Women prisoners tend to believe, I think with some justification, that they are given harsher and longer sentences than male prisoners. I remember visiting a women’s prison and being interviewed as a “victim”, as it were. This prison had been set up with a marvellous two-pronged system whereby you had to learn both the techniques of how an interviewing system worked in a broadcasting station and how to do the interviewing. For many of these women, who had no confidence at all in their own ability, to have to ask those kinds of questions was a big challenge. They said that they reckoned that they had tougher sentences. When you consider that many of them would no doubt have been sent with drugs in them, put there by manipulative people from outside the country as well as inside, we need to take what they were saying very seriously. I hope that the Minister will respond favourably to this amendment.
I rarely disagree with the noble Baroness, Lady Howe, but I do on this occasion. I do not think that there is any evidence that women prisoners are dealt with more harshly than men. That is a point which should not have been made because it is irrelevant. In my experience as an advocate, quite the reverse is true.
On the amendments, I largely agree with what the noble Lord, Lord Wigley, has said, but they would not add very much to the present practice. The probation service always gives a social history—whatever that may mean—of the offender, and it goes into great depth. It also considers the effect of sentencing on dependants. Both those points, which are relevant for debate, are irrelevant as far as the law is concerned.
We have heard a great deal about stalking today. Stalking is a very serious offence and we ought to consider the report, but this is not the occasion to do so.
It is essential that whatever the probation officer has to say in a case is taken seriously and in my view, it invariably is. However, that goes to show that offenders must be represented if that provision is to take effect. All too often, the offender is not represented; by and large, it is important that the points which are made in the amendments are taken into account. So I urge that, wherever possible, the defendant is represented.
I have some sympathy with Amendment 175. Listening to the noble Lord, Lord Clinton-Davis, I was taken back into the past. He said that probation reports go into great depth on the effects of sentencing on the offender. The noble Baroness, Lady Howe, spoke about reports looking into the background of offenders. That used to be so, but in a serious case in which I was involved within the past 12 months, when a verdict by the jury of murder was reduced to manslaughter, I was shocked to discover that the probation service simply interviewed my client over a video link while he was in Belmarsh prison. He was given no notice; he was spoken to for about half an hour; and the ensuing report was simply a question of assessing the risk for the purposes of an indeterminate prison sentence.
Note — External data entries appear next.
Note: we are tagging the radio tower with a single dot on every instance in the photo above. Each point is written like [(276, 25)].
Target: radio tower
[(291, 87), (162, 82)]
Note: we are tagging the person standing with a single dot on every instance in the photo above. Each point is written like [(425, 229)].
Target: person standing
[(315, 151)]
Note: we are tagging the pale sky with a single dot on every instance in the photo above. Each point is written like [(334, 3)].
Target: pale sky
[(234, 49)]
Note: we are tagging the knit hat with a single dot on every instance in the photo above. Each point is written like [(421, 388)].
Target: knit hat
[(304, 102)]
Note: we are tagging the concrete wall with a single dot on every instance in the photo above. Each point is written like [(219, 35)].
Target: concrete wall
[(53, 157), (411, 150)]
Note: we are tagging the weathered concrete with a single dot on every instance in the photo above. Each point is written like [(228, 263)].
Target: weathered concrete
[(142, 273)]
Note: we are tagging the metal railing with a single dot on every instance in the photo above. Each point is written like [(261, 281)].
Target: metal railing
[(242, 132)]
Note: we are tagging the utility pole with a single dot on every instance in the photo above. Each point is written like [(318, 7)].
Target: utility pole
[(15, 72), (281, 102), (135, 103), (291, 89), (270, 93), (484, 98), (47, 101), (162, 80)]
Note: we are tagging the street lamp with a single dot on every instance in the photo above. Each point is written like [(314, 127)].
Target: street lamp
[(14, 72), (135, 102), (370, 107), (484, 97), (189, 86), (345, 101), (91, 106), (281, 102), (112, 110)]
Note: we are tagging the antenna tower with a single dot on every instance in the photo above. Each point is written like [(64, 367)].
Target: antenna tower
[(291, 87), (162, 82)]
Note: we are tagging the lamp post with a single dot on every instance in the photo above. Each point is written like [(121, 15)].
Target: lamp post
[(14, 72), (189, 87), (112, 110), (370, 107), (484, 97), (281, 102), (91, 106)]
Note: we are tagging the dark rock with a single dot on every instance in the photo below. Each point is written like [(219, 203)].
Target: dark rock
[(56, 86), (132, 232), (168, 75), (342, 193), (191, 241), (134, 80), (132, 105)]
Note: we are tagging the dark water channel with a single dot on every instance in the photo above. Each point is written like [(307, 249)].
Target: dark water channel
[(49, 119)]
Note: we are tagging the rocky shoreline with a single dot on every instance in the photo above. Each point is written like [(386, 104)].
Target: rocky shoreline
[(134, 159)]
It was put before the court, and the request was made for an adjournment for a probation report to follow as it used to, with relatives being interviewed and the court being given some idea of the person’s background and some concept of why he could have committed the offence. However, I am very concerned that at the moment the pressure on the probation service is such that it is forced to take these shorthand approaches of video links with a person you have never met before, carried out by someone much younger who makes no attempt to look into the background. In my view, it is a denial of justice in the individual case.